SuffolkFirst isn't suffering like other banks across the country, and Swanigan said Xenith approached his company about the deal. The bank's ratio of noncurrent to total loans was 0.93% at the end of March, compared with the average for banks with $100 million to $300 million in assets in Virginia of 1.66% and nationally of 2.64%.

The bank's total risk-based capital ratio, at 15.25%, is in line with Virginia peers' 15.75% and above the national average of 14.59% for banks its size.

Of the $40 million Xenith has lined up, $35 million would come from the Dallas private-equity firm BankCap Partners and the rest from the organizers.

Brian Jones, a partner with BankCap, said it doesn't mind Xenith's strategy change.

"An acquisition of an existing bank in the current environment is a good move for the team … and it presents some strong opportunities for the bank," Jones said. "It is an opportunistic deal, given what has happened in banking sector since we set out."
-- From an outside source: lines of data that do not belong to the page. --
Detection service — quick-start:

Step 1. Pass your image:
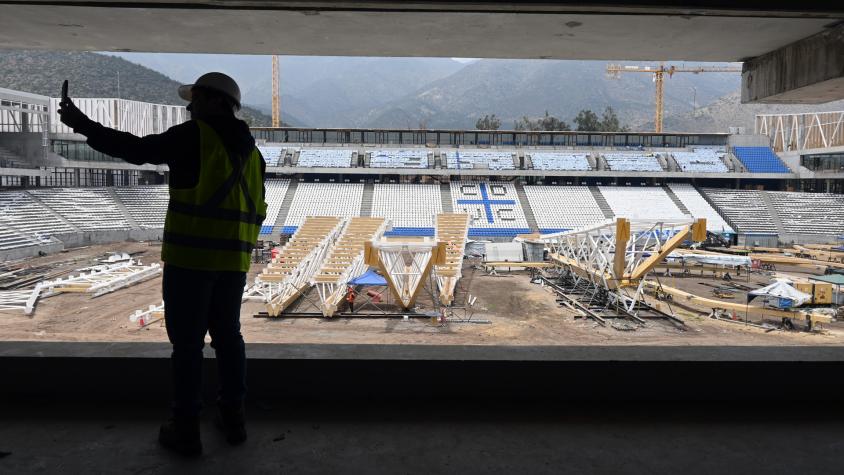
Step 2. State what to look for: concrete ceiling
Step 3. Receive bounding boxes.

[0,0,844,61]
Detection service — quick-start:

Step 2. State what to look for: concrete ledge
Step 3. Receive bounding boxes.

[0,342,844,402]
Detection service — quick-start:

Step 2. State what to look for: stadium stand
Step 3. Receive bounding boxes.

[601,152,663,172]
[0,191,75,236]
[703,188,778,234]
[767,191,844,237]
[668,183,735,234]
[261,179,290,234]
[671,148,730,173]
[529,152,592,170]
[525,186,604,233]
[451,181,530,236]
[733,147,791,173]
[369,149,428,168]
[444,150,516,170]
[598,186,688,219]
[113,185,170,229]
[29,188,130,231]
[258,145,284,167]
[0,227,45,255]
[283,183,363,229]
[372,183,442,236]
[296,152,352,168]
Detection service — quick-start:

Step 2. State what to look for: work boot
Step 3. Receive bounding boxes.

[158,417,202,457]
[216,404,246,445]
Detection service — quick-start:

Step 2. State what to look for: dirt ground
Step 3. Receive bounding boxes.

[0,242,844,346]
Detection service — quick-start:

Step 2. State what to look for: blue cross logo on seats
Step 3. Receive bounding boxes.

[457,183,516,224]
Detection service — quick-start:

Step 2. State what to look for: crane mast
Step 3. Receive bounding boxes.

[272,54,281,127]
[607,62,741,133]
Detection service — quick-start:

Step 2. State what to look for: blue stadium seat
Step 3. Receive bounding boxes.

[733,147,791,173]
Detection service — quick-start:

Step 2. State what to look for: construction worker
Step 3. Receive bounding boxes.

[58,73,267,455]
[346,285,355,313]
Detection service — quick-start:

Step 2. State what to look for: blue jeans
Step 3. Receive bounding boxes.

[163,265,246,417]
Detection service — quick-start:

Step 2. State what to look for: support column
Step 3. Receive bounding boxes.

[741,25,844,104]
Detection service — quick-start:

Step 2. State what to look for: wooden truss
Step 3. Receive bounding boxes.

[312,217,387,317]
[366,238,446,310]
[42,260,161,297]
[129,301,164,327]
[243,216,344,317]
[0,284,43,315]
[755,111,844,152]
[434,213,470,305]
[540,218,706,313]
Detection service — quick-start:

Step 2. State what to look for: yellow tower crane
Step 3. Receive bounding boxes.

[273,54,281,127]
[607,62,741,133]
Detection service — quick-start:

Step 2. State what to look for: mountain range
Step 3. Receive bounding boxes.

[0,51,844,132]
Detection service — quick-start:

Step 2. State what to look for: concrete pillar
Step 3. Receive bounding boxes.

[741,24,844,104]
The core strategy of focusing on midsize business customers will remain the same as organizers originally envisioned, Layfield said. "We are still going to be very clearly focused on that middle market space," he said. "This will add to that a bit more of a retail focus than we would have otherwise envisioned, but having said that, SuffolkFirst is largely a community bank that targets smaller business."

Still, with its capital targets lowered Xenith is now expecting to court a lower tier of that middle market. Originally Xenith wanted to cater to businesses with annual sales of up to $250 million. Layfield said the plan now is to focus on customers with sales up to $100 million.

On the other hand, SuffolkFirst, whose focus is customers with sales of $10 million or less, would quadruple its lending limit after the merger, to $8 million per customer.

Michael W. Clarke, the president and CEO of the $750 million-asset Access National Corp. in Reston, Va., said time is of the essence for Xenith to get started because of the lending opportunities healthy banks have now.

"A lot of banks on the competitive landscape are internally focused because of credit issues," he said. "Our bank has relatively healthy credit metrics. That is affording us some opportunity to pick up new business. Us and Xenith are in the same camp." It is a "great environment for well-capitalized, well-managed community banks."